The estimated $600 million to $700 million Latin American market for printing ink is expected to expand by a healthy 3 percent this year as the industry struggles to upgrade and standardize technology, industry executives say.
“The challenge is not growing the business; it’s keeping it profitable,” said Ursula Stevens, a corporate vice president for Sun Chemical Latin America, in Fort Lee, NJ.
“For ink makers, acquisitions have been the name of the game. But there is too much consolidation going on in the industry. Companies that have been acquired have financial problems and excess capacity,” said Ms. Stevens. “If a client isn’t profitable, then we aren’t, so we need to partner with them and guarantee that when we’re done with them, they’ll be profitable.
“We’ll have a couple more years of mergers and acquisitions before the market stabilizes,” she added.
As larger domestic and multinational printers acquire smaller companies, new equipment is being installed to raise the standard of the acquired operations. The resulting challenge is to train the operators of the new machinery to reach internationally-recognized quality standards, Ms. Stevens noted.
“Our people have more technical background than marketing background. If you can get the product accepted on a technical level, it’s sold,” she said.

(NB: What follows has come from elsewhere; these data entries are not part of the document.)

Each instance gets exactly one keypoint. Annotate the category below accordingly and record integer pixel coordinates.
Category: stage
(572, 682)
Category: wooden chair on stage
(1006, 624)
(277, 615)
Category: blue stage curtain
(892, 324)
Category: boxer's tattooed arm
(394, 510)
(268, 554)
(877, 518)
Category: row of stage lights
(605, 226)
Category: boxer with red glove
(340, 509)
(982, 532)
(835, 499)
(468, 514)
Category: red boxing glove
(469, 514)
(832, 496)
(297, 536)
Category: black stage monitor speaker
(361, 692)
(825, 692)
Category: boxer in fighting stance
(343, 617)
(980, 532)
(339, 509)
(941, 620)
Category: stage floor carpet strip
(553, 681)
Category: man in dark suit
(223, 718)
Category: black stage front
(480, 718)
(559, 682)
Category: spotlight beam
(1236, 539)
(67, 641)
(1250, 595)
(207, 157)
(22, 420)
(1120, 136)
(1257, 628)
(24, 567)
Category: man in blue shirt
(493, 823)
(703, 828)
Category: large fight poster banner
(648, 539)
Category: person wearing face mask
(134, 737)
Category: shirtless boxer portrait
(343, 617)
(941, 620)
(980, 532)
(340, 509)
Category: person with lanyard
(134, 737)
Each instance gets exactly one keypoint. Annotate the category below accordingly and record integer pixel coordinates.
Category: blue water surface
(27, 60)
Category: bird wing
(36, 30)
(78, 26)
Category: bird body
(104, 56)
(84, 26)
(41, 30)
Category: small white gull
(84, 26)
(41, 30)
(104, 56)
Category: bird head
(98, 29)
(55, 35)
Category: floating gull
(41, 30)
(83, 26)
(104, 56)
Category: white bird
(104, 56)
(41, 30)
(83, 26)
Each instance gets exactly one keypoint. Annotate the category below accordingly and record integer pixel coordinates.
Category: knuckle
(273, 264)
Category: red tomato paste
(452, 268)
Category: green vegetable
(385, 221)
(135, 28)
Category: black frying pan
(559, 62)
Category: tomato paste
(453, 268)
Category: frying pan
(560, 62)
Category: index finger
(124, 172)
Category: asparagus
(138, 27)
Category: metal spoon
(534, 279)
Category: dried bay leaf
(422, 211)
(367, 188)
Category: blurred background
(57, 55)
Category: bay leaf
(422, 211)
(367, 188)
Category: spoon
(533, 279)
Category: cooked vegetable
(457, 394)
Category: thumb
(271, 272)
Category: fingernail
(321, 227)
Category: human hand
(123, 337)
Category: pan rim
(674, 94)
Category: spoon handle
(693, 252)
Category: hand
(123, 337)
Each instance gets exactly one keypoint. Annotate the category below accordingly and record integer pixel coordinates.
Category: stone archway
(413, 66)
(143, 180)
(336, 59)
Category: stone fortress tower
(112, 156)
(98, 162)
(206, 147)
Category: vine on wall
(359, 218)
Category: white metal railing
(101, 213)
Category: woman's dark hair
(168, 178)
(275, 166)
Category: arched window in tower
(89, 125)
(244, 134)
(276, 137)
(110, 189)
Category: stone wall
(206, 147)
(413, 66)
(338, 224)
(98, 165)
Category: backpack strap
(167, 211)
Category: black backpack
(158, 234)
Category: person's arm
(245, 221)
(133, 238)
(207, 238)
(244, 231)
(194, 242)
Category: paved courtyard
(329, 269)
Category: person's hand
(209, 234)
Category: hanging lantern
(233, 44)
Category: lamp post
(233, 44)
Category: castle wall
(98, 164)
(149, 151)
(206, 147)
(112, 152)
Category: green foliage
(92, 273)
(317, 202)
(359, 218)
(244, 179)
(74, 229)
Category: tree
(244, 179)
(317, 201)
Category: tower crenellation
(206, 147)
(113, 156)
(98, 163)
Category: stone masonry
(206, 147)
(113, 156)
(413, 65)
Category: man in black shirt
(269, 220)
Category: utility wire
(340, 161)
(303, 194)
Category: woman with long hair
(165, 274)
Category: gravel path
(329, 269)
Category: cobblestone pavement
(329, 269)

Penetration of new markets in Latin America also appears to be more a task for technical consultants than for manufacturing and sales pioneers. “Our focus is on post-sales customer service. That's why we have technical support people in every country,” said Dominique Marchand, the director of marketing for Flint Ink Latin America, in Buenos Aires.
“For example, while we have no production plant in Peru, we have technical support specialists available 24 hours a day 7 days a week,” she said.
Potential for Growth
As Argentina and Venezuela move toward stability and the other large economies in the region continue to recover from the effects of the U.S. recession, the printing ink market should be poised for even stronger growth in 2003.
“We’re hoping for 5 percent growth for the coming year,” said Ms. Marchand. Overall, the ink industry generally follows the rise in gross domestic product in Latin America by a lag of about nine months, suggested Ms. Stevens.
Major ink manufacturers are seeking to replace imported product sales in Latin America with domestically-produced ink sales, which should improve the region’s global competitiveness in printing, the ink executives say.
“The challenge in years to come is lowering the cost of production, so we may make investments to expand our business locally,” said Ms.Marchand.
Among segments of the industry in which consumption is growing fastest are flexographic printing, commercial printing – primarily magazines, and sheetfed printing, which are all expected to demonstrate high single-digit expansion this year.
Among major players in Latin America, Flint Ink claims a sizeable percent of the market. “We are now one of the top suppliers in South America.” said Ms. Marchand.
Sun claims position as the largest vendor in the region: “We have more than a one-third market share,” said Ms. Stevens. And BASF frequently figures as one of the top three players. Smaller players in the overall Latin American market include Tintas Sanchez, Cromos and Tupahue.
Within solvent liquids, other major players include SICPA. In water-based liquids, Luminar and Orema also are market contenders. Seller and Printcor also compete in the sheetfed market. US Ink is a notable player in the coldset segment. And Delcor and Supercor are active in the heatset segment, as well.
Regulatory evolution increasingly will affect the ink market in Latin America as environmental restrictions are tightened. “We just don’t have the same level of environmental laws and enforcement from country to country in Latin America as in the U.S.,” said Ms. Stevens. “Costa Rica may be leading in the environmental effort, followed by Chile; but it will be five years before the region is where we are in the U.S.”
With stricter emissions enforcement, the use of solvent-based liquid inks will be increasing replaced with water-based inks, manufacturers said. “With the exception of Mexico, water-based inks are not as popular in South America as in North America,” said Ms. Marchand. “However, we have made a strong environmental commitment to promote water-base inks. We expect significant growth in the next five years.”
Strategic linkages, if not alliances, between ink manufacturers and producers of printing ink are one way that the ink makers are identifying customer need changes well ahead of the selling curve.
“We have good relationships with all the equipment manufacturers, and we know where equipment is going and what the (customer’s) strategic plan is,” said Ms. Stevens.
Flint Ink Latin America signed a distribution agreement with Tensor Group Inc. that makes Flint the exclusive agent for Tensor presses in Latin America, with the exclusion of Mexico, according to Fernando Távara, vice president of sales and marketing for Flint Ink Latin America, in Miami. Tensor manufactures web offset printing presses for newspaper, insert and commercial printers.